Accidentally-released documents reveal links between current
'non-lethal' weapons research and a Cold War chemical weapons
program cancelled in 1992 because of its treaty-busting implications.
(Austin and Hamburg - 6 January 2004) - Newly-released US government documents indicate that recent Pentagon research on so-called "non-lethal" weapons is a revived version of a weapons program that was cancelled due to the Chemical Weapons Convention. Elements of the decade-old program on incapacitating chemicals, called ARCAD (Advanced Riot Control Agent Device), have been re-initiated by the Pentagon's Joint Non-Lethal Weapons Directorate.

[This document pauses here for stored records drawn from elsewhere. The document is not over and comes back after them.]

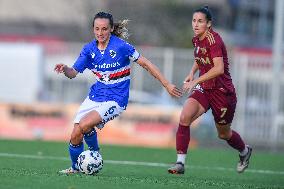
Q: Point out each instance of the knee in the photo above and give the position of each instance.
(224, 136)
(185, 120)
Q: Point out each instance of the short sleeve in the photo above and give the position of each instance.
(132, 54)
(81, 63)
(216, 50)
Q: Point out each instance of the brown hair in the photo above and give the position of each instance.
(119, 29)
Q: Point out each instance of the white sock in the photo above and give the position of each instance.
(244, 152)
(181, 158)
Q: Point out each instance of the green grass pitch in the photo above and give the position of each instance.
(34, 164)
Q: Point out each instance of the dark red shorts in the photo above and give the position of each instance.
(221, 102)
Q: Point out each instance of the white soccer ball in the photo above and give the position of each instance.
(90, 162)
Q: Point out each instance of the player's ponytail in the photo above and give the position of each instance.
(119, 29)
(205, 10)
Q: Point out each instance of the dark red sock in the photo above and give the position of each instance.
(236, 141)
(182, 139)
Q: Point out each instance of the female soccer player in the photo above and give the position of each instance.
(108, 57)
(212, 89)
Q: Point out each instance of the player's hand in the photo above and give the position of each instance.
(174, 91)
(188, 86)
(59, 68)
(190, 77)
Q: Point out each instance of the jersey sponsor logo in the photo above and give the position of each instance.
(112, 53)
(204, 61)
(105, 65)
(203, 50)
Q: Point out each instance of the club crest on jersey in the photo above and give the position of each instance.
(112, 53)
(196, 50)
(203, 50)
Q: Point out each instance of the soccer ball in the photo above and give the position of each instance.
(90, 162)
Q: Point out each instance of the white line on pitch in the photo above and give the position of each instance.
(25, 156)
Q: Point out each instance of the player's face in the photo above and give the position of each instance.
(200, 25)
(102, 30)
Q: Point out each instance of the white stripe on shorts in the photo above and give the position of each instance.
(107, 110)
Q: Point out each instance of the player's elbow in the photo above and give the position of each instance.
(220, 71)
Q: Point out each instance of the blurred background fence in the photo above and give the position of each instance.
(35, 38)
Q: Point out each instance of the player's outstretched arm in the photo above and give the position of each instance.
(68, 72)
(154, 71)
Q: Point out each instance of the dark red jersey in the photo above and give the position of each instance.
(204, 51)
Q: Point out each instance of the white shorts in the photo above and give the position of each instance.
(107, 110)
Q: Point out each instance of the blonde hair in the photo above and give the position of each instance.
(120, 29)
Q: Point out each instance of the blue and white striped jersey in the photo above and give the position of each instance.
(111, 69)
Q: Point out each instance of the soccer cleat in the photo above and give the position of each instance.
(244, 161)
(178, 168)
(69, 171)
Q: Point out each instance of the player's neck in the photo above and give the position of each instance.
(103, 45)
(202, 36)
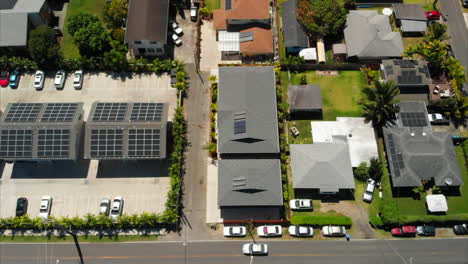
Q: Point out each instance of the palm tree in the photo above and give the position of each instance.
(378, 103)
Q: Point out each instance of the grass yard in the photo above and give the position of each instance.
(74, 8)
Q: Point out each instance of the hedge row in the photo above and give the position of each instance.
(90, 221)
(320, 220)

The links that Sunshine Project Freedom of Information Act requests have established between ARCAD and recent research underscore how and why the Pentagon's "non-lethal" weapons program threatens treaty controls on chemical and biological weapons.

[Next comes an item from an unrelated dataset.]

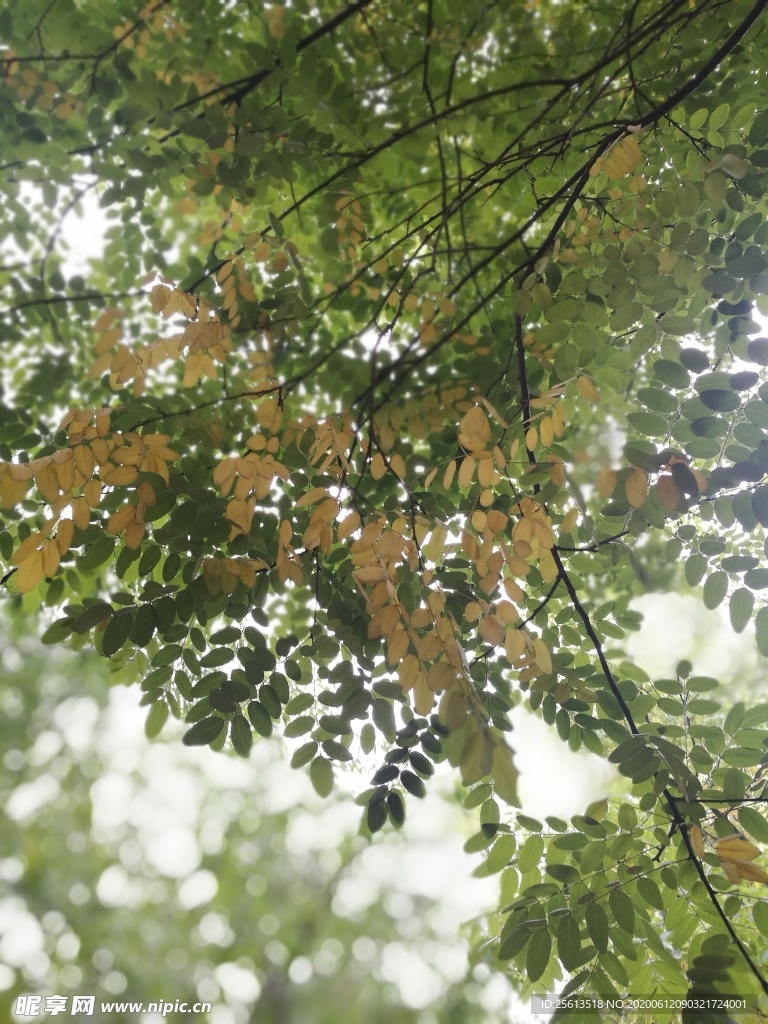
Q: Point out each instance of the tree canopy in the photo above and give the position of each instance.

In 1992, the US Army's ARCAD program was supposed to have been terminated because of prohibitions in the Chemical Weapons Convention, which was then in late stages of negotiation. But it is now clear that elements of the program continued to operate under a new guise. As of 2002, ARCAD's legacy was being pursued with a new institutional base - the US Marine Corps-directed Joint Non-Lethal Weapons Directorate (JNLWD). Weapons development deemed legally unacceptable in 1992 has found new life with the "non-lethal" moniker, despite US ratification of the Chemical Weapons Convention and attacks on states alleged to be developing chemical and biological weapons....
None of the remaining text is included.